On March 15, 2018, the Company entered into a Lease Agreement (the “Waverley Oaks Lease”) with Duffy Associates, LLC for the lease of a portion of the building located at 465 Waverely Oaks Road Suite 301, Waltham, Massachusetts consisting of 6,294 rentable square feet at a rate of $32 per square foot. The term of the Waverley Oaks Lease is one year. The Company plans to use this location for additional corporate offices before moving to its new corporate headquarters in Watertown, MA.
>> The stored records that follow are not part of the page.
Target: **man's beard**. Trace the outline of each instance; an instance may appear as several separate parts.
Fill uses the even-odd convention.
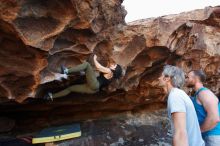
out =
[[[188,87],[188,88],[193,88],[194,85],[193,85],[193,84],[190,84],[190,83],[187,83],[187,84],[186,84],[186,87]]]

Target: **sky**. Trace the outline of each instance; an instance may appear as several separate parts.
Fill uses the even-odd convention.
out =
[[[220,0],[124,0],[126,22],[138,19],[178,14],[206,6],[220,6]]]

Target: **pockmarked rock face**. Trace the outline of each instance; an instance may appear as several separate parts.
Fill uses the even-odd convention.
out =
[[[139,110],[165,102],[157,80],[165,64],[203,69],[205,85],[219,95],[220,7],[126,24],[121,3],[1,0],[0,112],[43,127]],[[103,65],[120,64],[124,76],[97,94],[40,100],[79,77],[60,80],[61,65],[76,66],[92,53]]]

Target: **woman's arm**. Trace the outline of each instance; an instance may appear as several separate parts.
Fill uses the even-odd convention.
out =
[[[96,55],[94,55],[93,60],[94,60],[94,63],[95,63],[96,68],[97,68],[100,72],[103,72],[103,73],[105,73],[105,74],[111,74],[111,73],[112,73],[112,71],[111,71],[109,68],[102,66],[102,65],[97,61],[97,56],[96,56]]]

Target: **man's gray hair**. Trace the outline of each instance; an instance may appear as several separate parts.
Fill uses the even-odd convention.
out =
[[[173,87],[182,88],[185,83],[185,74],[183,70],[176,66],[164,66],[163,75],[165,77],[170,77]]]

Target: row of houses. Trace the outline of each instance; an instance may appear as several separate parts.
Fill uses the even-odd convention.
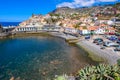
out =
[[[86,34],[105,34],[105,33],[115,33],[115,28],[113,27],[100,27],[100,26],[90,26],[90,27],[79,27],[79,29],[75,28],[65,28],[66,33],[79,33],[81,35]]]

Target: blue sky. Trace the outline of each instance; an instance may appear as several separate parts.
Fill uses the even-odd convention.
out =
[[[19,22],[32,13],[47,14],[56,7],[82,7],[98,3],[113,3],[120,0],[0,0],[0,21]]]

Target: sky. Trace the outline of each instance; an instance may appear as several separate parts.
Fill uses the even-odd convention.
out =
[[[120,0],[0,0],[0,22],[21,22],[34,14],[47,14],[58,7],[88,7]]]

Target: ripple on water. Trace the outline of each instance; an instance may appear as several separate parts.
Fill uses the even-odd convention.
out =
[[[22,37],[0,41],[0,45],[0,80],[46,80],[98,63],[60,38]]]

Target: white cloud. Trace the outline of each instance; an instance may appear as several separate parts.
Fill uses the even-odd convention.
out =
[[[77,8],[83,6],[92,6],[96,2],[115,2],[118,0],[74,0],[73,2],[63,2],[58,4],[56,7],[70,7]]]
[[[100,2],[116,2],[118,0],[99,0]]]

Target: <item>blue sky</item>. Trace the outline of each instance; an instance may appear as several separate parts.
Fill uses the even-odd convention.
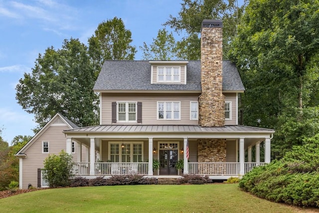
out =
[[[33,135],[34,116],[15,100],[15,86],[30,72],[39,53],[60,48],[65,38],[87,44],[99,23],[115,16],[123,20],[139,46],[150,44],[169,14],[177,16],[181,0],[0,0],[0,128],[10,143],[14,136]]]

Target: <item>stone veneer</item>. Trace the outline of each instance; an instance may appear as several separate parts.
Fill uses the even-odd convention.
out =
[[[225,96],[222,93],[222,23],[204,20],[201,39],[201,94],[199,98],[198,125],[225,125]]]
[[[226,162],[226,139],[198,139],[197,161]]]

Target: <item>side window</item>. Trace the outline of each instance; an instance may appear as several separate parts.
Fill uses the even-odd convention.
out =
[[[198,102],[190,102],[190,120],[198,120]]]
[[[42,142],[42,153],[49,153],[49,142],[48,141]]]
[[[231,120],[231,102],[225,102],[225,119]]]

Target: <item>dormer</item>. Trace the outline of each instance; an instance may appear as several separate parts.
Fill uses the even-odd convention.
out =
[[[186,84],[187,61],[150,61],[151,83]]]

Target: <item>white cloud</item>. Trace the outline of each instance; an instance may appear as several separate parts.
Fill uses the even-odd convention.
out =
[[[16,72],[23,73],[24,72],[29,72],[31,69],[23,65],[14,65],[12,66],[4,66],[0,67],[0,73],[1,72]]]

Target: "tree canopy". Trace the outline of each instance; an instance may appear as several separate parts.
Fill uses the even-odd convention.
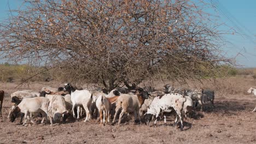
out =
[[[1,50],[68,80],[129,87],[156,77],[214,75],[231,62],[208,4],[190,0],[31,0],[1,24]]]

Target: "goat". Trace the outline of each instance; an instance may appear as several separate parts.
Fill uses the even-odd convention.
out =
[[[117,99],[115,113],[113,122],[114,123],[117,116],[121,109],[123,109],[119,116],[118,125],[120,125],[123,115],[125,113],[133,112],[135,122],[137,120],[137,115],[138,115],[139,122],[141,121],[141,115],[139,114],[139,109],[143,104],[145,99],[148,99],[148,93],[143,89],[139,88],[136,90],[136,95],[129,94],[122,94]]]
[[[86,117],[84,122],[89,121],[91,118],[91,104],[92,101],[92,93],[88,90],[76,90],[73,86],[68,83],[65,85],[64,91],[68,92],[71,97],[72,102],[73,116],[75,118],[74,113],[74,108],[77,105],[77,119],[79,119],[80,106],[83,105],[86,112]]]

On March 29, 2018, the Company entered into a third amendment (“the Third Amendment”) to the 2014 Debt Facility. The Third Amendment reaffirmed the prior commitment of $20 million in funding, or Term Loan A, and extended the interest-only end date for 12 months following the execution of the Third Amendment. In addition, the total borrowing capacity was increased by an additional $5 million (“Term Loan B”) subject to the following conditions: (i) the minimum borrowing amount is $250,000 for each incremental borrowing under Term Loan B; (ii) The Term Loans, once repaid, may not be re‑borrowed; (iii) the Company may prepay the Term Loans subject to the payment of a prepayment fee ranging from 0.3% to 0.9%; and (iv) the commitment to fund Term Loan B is contingent upon the Company receiving FDA approval of INVELTYS. Funding under the Term Loan B commitment is available for 12 months following the execution of the Third Amendment. The maturity date of the 2014 Debt Facility was also extended from October 13, 2020 to March 29, 2022.